Not to mention that the entire class of Markov Chain Monte Carlo techniques only form a subset of general uses for Markov chains.
Markov chains form the basis of n-gram language models, which are still useful today.
Markov chains are also the basis of the Page-rank algorithm.
Hidden Markov Models (which are just an extension of Markov Chains to have unobserved states) are a powerful and commonly used time series model found all over the place in industry.
In the pre-deep learning model Markov chains (and HMMs) in particular had very wide spread usage in Speech processing.

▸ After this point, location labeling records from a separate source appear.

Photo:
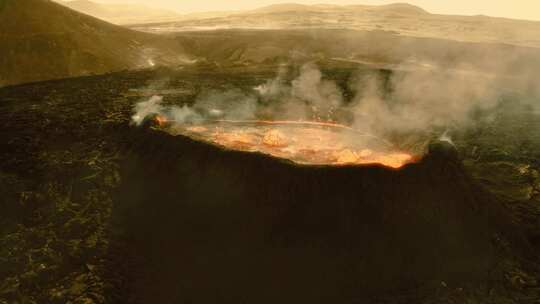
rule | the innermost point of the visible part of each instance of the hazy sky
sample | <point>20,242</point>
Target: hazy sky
<point>520,9</point>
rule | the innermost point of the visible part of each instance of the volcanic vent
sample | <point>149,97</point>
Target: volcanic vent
<point>218,225</point>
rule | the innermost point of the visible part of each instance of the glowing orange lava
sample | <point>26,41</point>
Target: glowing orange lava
<point>304,142</point>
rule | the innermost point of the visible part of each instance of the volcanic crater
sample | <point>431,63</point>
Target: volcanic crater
<point>219,223</point>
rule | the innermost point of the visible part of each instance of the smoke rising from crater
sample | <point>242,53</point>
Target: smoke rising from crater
<point>403,101</point>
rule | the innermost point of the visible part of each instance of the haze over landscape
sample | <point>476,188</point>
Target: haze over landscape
<point>269,152</point>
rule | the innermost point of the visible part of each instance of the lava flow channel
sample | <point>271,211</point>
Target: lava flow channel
<point>304,142</point>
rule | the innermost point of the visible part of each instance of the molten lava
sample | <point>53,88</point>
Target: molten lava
<point>304,142</point>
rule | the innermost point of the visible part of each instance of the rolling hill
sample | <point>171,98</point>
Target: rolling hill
<point>43,40</point>
<point>399,18</point>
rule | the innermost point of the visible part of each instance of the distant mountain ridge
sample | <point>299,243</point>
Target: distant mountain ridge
<point>394,7</point>
<point>399,18</point>
<point>42,40</point>
<point>121,13</point>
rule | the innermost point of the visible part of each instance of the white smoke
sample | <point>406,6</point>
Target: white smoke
<point>147,108</point>
<point>154,106</point>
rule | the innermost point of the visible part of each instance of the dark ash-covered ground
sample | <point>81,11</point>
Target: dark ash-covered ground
<point>93,210</point>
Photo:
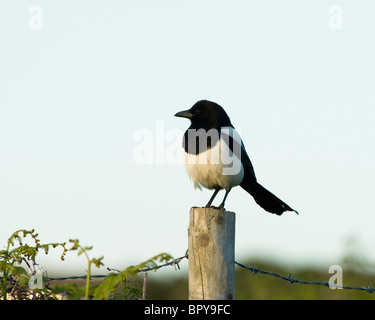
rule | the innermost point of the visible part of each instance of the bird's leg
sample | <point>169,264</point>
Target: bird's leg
<point>212,198</point>
<point>225,197</point>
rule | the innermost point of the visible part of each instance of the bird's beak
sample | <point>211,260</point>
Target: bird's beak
<point>184,114</point>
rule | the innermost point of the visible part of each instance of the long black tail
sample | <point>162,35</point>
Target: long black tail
<point>267,200</point>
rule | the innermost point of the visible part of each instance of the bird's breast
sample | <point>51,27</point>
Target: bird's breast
<point>215,168</point>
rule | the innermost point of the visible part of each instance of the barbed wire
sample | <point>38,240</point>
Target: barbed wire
<point>174,263</point>
<point>292,280</point>
<point>255,271</point>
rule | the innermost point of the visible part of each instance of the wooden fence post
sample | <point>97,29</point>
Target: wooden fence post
<point>211,254</point>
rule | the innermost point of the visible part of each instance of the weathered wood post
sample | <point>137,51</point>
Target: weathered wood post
<point>211,254</point>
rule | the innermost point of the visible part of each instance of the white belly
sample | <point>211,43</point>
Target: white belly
<point>215,168</point>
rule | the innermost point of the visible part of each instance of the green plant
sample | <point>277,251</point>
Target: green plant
<point>97,262</point>
<point>112,281</point>
<point>18,253</point>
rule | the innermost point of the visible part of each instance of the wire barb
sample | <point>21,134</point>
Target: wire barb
<point>291,279</point>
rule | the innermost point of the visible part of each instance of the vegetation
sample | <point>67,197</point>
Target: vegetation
<point>18,268</point>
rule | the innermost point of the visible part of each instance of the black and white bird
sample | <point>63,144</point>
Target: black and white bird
<point>215,157</point>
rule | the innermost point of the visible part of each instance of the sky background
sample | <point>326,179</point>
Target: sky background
<point>74,93</point>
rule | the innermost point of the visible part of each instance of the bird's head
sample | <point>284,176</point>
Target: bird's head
<point>206,114</point>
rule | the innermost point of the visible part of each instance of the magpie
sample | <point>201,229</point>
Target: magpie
<point>216,158</point>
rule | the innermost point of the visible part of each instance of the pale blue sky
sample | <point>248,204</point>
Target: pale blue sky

They are probably one of the most practical statistical techniques out there (out side of obvious example like linear models).
Not to mention, it was less than a decade ago that one could have said about neural networks "Decades pass and you realize they either have little to no application or are incredibly niche".
To give an example: Prediction by Partial Matching is basically a Markov chain in disguise, and an incredibly powerful way to do compression that beats most other forms of text compression (at the price of having a lot more memory overhead)
Decades pass and you realize they either have little to no application or are incredibly niche :(
Too bad that "solution in a search of a problem" is generally bad approach to problem-solving. I wish our industry was more fun as a whole.